Chef My Nguyen shares emotional story of childhood abuse: ‘Our voices and stories need to be heard’

Chef My Nguyen shares emotional story of childhood abuse: ‘Our voices and stories need to be heard’
Image: @myhealthydish/TikTok
Grace Kim
March 22, 2022
My Nguyen, a chef and food influencer known for her health-conscious recipes, has come out with her own story of enduring abuse and anti-Asian hate at an age when she had yet to understand such concepts. 

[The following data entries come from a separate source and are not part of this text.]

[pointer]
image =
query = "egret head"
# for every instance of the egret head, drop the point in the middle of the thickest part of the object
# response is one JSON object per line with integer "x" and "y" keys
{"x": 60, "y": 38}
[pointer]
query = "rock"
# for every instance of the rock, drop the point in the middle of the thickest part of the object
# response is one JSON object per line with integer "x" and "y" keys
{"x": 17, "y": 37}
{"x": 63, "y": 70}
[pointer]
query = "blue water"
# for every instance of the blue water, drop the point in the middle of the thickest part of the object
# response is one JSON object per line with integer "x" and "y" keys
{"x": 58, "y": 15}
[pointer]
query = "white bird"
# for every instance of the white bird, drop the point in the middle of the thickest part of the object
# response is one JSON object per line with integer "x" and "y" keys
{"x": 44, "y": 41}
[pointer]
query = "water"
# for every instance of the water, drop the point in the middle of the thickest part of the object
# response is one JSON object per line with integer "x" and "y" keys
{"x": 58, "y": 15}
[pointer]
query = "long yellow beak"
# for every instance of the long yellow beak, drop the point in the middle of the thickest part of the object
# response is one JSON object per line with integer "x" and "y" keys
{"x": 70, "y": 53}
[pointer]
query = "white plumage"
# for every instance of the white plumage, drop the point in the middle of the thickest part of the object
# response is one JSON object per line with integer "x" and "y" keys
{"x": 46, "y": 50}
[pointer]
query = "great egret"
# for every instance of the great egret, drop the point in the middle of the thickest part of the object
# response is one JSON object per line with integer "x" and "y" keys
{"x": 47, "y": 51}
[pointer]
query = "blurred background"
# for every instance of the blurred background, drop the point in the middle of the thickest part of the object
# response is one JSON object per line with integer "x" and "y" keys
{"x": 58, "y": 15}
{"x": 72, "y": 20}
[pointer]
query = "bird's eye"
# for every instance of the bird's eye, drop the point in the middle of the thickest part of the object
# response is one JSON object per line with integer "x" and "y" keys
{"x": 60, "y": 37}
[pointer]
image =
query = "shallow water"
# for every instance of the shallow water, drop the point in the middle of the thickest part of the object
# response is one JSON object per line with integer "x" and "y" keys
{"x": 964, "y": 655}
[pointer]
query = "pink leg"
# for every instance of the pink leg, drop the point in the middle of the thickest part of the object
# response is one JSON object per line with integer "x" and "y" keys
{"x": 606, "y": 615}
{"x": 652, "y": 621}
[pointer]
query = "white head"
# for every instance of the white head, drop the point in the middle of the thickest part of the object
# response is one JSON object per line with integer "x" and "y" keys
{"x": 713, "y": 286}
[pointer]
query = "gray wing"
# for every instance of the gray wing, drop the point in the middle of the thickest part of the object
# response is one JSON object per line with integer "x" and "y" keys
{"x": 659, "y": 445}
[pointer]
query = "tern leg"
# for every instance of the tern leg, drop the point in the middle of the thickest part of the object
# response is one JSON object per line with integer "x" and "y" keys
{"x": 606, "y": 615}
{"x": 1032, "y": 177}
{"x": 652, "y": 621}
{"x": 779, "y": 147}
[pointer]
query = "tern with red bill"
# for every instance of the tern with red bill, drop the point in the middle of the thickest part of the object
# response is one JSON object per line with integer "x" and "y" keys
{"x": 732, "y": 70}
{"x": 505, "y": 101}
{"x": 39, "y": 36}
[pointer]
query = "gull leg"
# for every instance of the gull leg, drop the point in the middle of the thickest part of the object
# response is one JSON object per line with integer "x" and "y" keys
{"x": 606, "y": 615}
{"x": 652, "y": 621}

Nguyen, who normally uses TikTok as a means to share her recipes with viewers, took to the social media platform with a different sort of video over the past weekend. Cracking open one of the tamarinds from a box set in front of her, Nguyen begins to recall her disturbing childhood experience while eating the fruit. 
When she was between the ages of 4 and 5, before she had learned any English, Nguyen says she would sneak tamarinds into the school. Holding back a swell of emotions, Nguyen explains that one of those times, a teacher who caught her began to dig their nails into her skin. 
“They used to do it all the time – not just because I snuck tamarinds into school, but for any reason whatsoever,” she continues. 
Examining her forearm, Nguyen says she still has the physical marks that her teachers left on her.  
As a child, it was difficult for Nguyen to understand what was going on. 
“I thought it was normal, I didn’t tell my parents.” 
“That was my first experience with Asian hate,” she goes on to say in the video. “It was teachers — that I trusted. They used to abuse me.” 
The video ends with Nguyen apologizing for deviating from what was “supposed to be a fun ASMR video,” though thousands have flocked to the comments to thank Nguyen for sharing her story. Some are even demanding justice for what had occurred.
While the incident still lingers in her memories, the passage of over 30 years has made it hard for Nguyen to recall the details, she told NextShark. She does, however, remember the exact moment she realized something was wrong. 
“My teacher came to my desk, bent down to my level, looked me straight in my eyes and dug her nails into my arm until I cried out in pain. She gave a smirk and walked away.” 
Before then, Nguyen described the incidents as being more “subtle.” 
“She will be hovering over me helping me with something, but at the same time digging her nails into me like it wasn’t really happening.” 
It wasn’t just one teacher that Nguyen remembers laying her hands on her. According to Nguyen, there could have been another teacher or perhaps a teacher’s aid. She knows there were multiple, as she remembers another incident in which at least two had physically restrained her during a class celebration of Halloween. While the rest of her class rushed to gather the candy spilling out from a piñata, the teachers had restrained her, so she wouldn’t be able to retrieve any. 
On sharing her story of abuse with the internet, Nguyen says she didn’t originally intend to do so.
“The hard part was deciding if I really wanted to post it, but I think with everything happening and the violence against the AAPI community our voices and stories need to be heard,” she said. 
The caption in Nguyen’s TikTok video reads a statistic published by Stop AAPI Hate, an organization that has tracked reports of anti-Asian hate throughout the COVID-19 pandemic: “78% of AAPI women have been affected by anti-Asian Racism. #stopasianhate.” 
Last week saw many Asian American communities grieving, having started out with the gruesome incident of an elderly Filipina woman being beaten senselessly in Yonkers, New York. Wednesday was also the one-year anniversary of the tragic Atlanta spa shootings that took the lives of eight people, six of whom were Asian women. The incident is said to have sparked more awareness and media attention towards the surge in violence ravaging Asian communities amid the start of the pandemic.